His first involvement in Hollywood was as consultant to the film “The Horse Whisperer” (Robert Redford, 1998). His methods quickly proved effective—he recounts waiting eight hours on set for something he got a horse to do in fifteen minutes—and now, people travel all over the country to attend his training clinics.
First-time director Cindy Meehl, who used to be a very successful New York-based fashion designer, has crafted a pitch-perfect documentary about a rather masculine subject. The story never loses its momentum and is funny and inspirational in all the right ways.
Buck’s hard-luck backstory provides the thrust of this documentary: his father beat him and his brother relentlessly after his mother died; the two were eventually placed in a foster home.
A trick rider from the age of three, Buck was around horses his whole life, and attributes his psychic connection to horses with his own experiences of what it’s like to be dead-frightened of another person.
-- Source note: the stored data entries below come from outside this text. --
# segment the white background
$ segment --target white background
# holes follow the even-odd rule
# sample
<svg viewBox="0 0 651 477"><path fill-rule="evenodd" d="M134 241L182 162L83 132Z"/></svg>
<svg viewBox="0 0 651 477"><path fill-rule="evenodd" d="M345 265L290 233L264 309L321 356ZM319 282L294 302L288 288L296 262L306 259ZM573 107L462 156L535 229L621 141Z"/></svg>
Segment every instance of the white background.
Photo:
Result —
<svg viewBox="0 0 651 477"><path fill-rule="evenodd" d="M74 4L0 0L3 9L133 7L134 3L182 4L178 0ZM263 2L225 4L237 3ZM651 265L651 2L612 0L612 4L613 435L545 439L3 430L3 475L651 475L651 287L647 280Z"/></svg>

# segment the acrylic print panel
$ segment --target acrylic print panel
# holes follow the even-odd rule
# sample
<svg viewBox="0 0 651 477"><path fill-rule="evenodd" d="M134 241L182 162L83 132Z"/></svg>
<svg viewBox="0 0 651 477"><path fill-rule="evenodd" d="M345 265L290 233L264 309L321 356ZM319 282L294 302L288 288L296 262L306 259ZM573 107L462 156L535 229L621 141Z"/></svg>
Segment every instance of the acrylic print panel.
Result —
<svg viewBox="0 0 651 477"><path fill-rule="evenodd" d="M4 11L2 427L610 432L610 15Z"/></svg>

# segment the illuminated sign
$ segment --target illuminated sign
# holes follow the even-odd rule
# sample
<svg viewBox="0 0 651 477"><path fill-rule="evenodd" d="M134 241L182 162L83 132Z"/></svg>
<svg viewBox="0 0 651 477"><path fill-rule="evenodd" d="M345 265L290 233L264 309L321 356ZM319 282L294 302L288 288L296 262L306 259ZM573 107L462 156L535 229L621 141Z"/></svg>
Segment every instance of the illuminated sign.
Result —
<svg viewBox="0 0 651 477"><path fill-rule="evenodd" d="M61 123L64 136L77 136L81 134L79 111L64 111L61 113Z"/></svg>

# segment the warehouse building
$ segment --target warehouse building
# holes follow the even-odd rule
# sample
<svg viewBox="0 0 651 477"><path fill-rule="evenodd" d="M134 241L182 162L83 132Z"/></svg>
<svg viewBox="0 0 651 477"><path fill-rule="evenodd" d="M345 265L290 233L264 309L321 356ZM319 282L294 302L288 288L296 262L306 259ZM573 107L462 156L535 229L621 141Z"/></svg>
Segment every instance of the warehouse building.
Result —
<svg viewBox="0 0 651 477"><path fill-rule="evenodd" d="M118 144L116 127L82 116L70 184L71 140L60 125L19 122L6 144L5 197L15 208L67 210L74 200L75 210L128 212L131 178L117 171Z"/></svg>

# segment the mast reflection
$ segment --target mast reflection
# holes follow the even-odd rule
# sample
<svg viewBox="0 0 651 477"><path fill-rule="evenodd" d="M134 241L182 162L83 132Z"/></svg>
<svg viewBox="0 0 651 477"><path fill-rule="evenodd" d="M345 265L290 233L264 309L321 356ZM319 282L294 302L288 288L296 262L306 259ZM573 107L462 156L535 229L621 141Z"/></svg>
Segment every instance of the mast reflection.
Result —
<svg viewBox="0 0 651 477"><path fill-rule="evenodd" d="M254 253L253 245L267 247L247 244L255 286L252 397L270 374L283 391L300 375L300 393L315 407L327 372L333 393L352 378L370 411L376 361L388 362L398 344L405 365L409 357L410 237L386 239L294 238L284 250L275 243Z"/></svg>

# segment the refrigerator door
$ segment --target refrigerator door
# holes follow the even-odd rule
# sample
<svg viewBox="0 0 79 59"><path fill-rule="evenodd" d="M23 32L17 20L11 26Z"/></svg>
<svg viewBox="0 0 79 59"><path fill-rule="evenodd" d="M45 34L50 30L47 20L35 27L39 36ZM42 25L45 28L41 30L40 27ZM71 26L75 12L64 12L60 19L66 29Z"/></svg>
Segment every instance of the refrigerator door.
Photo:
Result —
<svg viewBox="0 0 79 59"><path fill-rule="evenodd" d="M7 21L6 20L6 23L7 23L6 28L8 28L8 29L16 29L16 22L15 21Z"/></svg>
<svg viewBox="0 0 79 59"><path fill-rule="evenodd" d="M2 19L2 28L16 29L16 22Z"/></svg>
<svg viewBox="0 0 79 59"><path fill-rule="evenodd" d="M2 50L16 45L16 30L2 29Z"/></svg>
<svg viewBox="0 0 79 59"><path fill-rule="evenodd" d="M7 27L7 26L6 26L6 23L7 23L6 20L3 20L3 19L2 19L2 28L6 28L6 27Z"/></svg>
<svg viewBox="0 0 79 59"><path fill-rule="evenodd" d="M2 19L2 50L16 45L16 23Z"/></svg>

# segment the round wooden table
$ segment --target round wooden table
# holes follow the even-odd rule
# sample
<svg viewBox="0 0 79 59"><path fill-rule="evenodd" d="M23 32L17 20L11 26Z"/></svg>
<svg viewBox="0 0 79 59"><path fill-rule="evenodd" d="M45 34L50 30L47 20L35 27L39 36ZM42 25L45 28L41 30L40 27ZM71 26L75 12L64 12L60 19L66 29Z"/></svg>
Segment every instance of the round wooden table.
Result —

Buck’s forwardness about his feelings throughout the film is an eye-opener; who’d have thought a real-life cowboy would be so in touch with his own psyche?
Though all the praise that’s heaped on Buck can get slightly repetitive at first, once the film reveals his horse-training technique it’s hard not to be admirative. He can break in and saddle a horse in just a few minutes.
Through the discreet lens of Meehl’s camera Brannaman advises his protégés on everything from proper riding form to how to communicate with their horses non-verbally. He really does seem to understand horse psychology; there were gasps from the audience every few minutes as another marvel of man-horse bonding played out on the screen.
The film’s climax comes when a woman with an unruly stallion shows up at one of Buck’s clinics and her horse attacks one of his assistants. It’s a terrifying moment; we’re so used to seeing horses as utilities in the movies—like cars with legs—just waiting for the hero to hop on and race towards the sunset. It’s easy to forget that horses have a mind of their own, and can wreak havoc if they don’t want to cooperate.
After the incident, Buck tells his students in no uncertain terms that in this case, “the human failed the animal.” It’s a powerful lesson.
I’m delighted that Sundance Selects picked up the rights at the Sundance Festival earlier this year; everyone should see this film—no exceptions. As Buck emphasizes, his lessons don’t just apply to horses, but to all areas of life.
Maybe if everyone in this country had a good dose of Buck wisdom we’d be a little bit better off.
(Screen Comment critic Lita Robinson attended a screening of “Buck” at the Provincetown Film Festival, where it was awarded the Audience Award.)